Inside the single-story shop, opened two decades after Mr. Yamamoto launched his flagship store in SoHo, tall, white apparel racks cross the floor space. Sales clerks curate the women’s wear and menswear designs that hang on the racks — on any given day, floor-length ruffled skirts, tailored blazers, and striped tops may be on view — and change up the offerings each week. Accessories from the Stormy Weather line, a collaborative effort between Mr. Yamamoto and jewelry purveyor Mikimoto, are also displayed. “There is not one way to look at clothing,” a spokeswoman for the designer, Carla Wachtveitl, said. “With Yamamoto, sometimes the most exciting stuff is going on in the back of the clothes.”
And that is precisely the kind of perspective manipulation that the designer seeks in creating his collections, and the spaces in which they are exhibited. No two Yohji Yamamoto stores share concept and merchandise. In the Ron Arad-designed Tokyo store, for example, the clothing is laid out on the floor for customers to point at, and shop clerks to then pick up and display.
For his 1,300-square-foot meatpacking outpost, Mr. Yamamoto teamed up with Tokyo-based architect Junya Ishigami, who is known for his minimalist aesthetic. Envisioned as a windowed pavilion, the single-story glass and brick building — the former home of the Hugo Boss Modeling Agency — stands out in the neighborhood for its simplicity. The design is intentionally pared down to bring into relief Mr. Yamamoto’s elegant fashions. Even the store’s signage is discreet, comprising small white graphics on a pane of glass facing away from the street. The new shop comes amid a major retail expansion effort for Yohji Yamamoto, Inc. which recently opened a boutique in Antwerp, Belgium, and which has plans to open new stores in Paris and Prague later this year. And the same week he opened his New York-based boutique, the designer launched catty-corner from it a Y-3 store, selling sporty apparel that is the result of the design collaboration between Mr. Yamamoto and Adidas; from day one, however, the Y-3 store was marketed as a separate entity from the higher-end boutique and its unique design.

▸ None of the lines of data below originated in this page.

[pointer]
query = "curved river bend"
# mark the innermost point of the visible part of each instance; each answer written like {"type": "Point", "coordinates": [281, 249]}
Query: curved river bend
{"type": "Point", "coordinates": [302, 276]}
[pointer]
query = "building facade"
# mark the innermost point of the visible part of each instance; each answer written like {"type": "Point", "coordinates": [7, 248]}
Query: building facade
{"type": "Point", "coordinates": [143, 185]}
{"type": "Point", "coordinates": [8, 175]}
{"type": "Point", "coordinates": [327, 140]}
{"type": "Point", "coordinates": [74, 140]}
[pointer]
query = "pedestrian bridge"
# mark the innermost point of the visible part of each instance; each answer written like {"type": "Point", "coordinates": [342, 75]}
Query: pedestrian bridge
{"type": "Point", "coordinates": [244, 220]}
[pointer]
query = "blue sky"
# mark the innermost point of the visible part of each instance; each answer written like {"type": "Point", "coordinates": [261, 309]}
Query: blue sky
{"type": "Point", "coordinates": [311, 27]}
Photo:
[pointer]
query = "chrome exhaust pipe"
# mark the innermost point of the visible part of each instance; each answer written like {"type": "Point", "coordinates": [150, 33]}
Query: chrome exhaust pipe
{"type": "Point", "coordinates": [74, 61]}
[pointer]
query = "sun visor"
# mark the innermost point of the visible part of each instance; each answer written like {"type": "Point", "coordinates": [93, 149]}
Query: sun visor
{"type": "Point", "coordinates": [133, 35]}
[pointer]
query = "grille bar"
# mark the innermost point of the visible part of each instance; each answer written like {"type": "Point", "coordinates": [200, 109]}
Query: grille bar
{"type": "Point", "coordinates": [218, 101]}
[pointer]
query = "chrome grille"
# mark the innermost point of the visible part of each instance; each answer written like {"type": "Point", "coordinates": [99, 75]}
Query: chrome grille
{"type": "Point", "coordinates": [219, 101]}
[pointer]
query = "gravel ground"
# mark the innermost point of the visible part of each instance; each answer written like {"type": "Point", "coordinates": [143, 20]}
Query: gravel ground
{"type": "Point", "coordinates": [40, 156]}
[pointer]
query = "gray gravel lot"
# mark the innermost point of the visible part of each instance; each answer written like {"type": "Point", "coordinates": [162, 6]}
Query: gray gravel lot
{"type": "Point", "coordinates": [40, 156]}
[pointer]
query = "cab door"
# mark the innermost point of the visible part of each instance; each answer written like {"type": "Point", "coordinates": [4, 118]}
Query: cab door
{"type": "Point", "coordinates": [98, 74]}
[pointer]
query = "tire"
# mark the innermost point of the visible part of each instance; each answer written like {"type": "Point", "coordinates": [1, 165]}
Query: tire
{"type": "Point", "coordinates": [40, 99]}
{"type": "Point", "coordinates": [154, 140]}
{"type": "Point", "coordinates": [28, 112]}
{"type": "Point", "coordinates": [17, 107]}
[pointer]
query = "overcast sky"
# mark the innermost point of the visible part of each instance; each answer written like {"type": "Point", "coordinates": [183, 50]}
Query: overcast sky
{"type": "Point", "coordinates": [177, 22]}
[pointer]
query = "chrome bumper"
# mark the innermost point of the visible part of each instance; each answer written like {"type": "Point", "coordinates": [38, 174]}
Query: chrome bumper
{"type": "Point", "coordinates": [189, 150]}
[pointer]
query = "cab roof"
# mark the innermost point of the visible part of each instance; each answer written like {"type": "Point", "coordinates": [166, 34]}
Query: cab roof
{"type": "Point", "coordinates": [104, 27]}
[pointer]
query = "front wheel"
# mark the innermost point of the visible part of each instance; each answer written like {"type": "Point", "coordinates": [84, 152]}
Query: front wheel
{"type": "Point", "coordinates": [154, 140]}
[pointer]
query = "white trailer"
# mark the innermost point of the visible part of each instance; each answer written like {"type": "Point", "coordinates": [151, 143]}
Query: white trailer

Working with Mr. Yamamoto, Mr. Ishigami, who also designed the Yohji Yamamoto store in Nagoya, Japan, opted to maintain the building’s wedge-like shape, but created subtle curvatures in its contour. “Yohji likes to look to the past, but then deconstruct it,” Ms. Wachtveitl said.
The structure’s design team decided to reuse as much of the original brickwork as possible. Doing so involved a vigorous cleaning of the formerly green-painted bricks. The structure’s glass seems to disappear easily into the façade — a classically minimalist affectation. But an enormous effort was put forth to achieve the look: The glass actually sits within custom-built stainless steel frames — some of which are curved — sunken into the brickwork. “There is a lot of structure you don’t see,” the local architect on the project, Ralph Sobel, said. Perhaps the most salient feature of the whole effort, however, is the open-air courtyard that separates the freestanding store from its adjacent 500-square-foot storeroom. The two slices were originally connected, but Mr. Yamamoto wanted to make a bold statement; he lobbied for a giant chunk to be cut out of the building to create open space in a city where real estate is notoriously costly. “The design behind the store was actually very complex, but appears effortless,” Mr. Sobel explained. “It looks so simple. This is not entirely different from Yamamoto’s clothing.”
Yohji Yamamoto (1 Gansevoort St. at 13th Street, 212-966-3615; Y-3, 317 W. 13th St. at Gansevoort Street, 917-546-8677).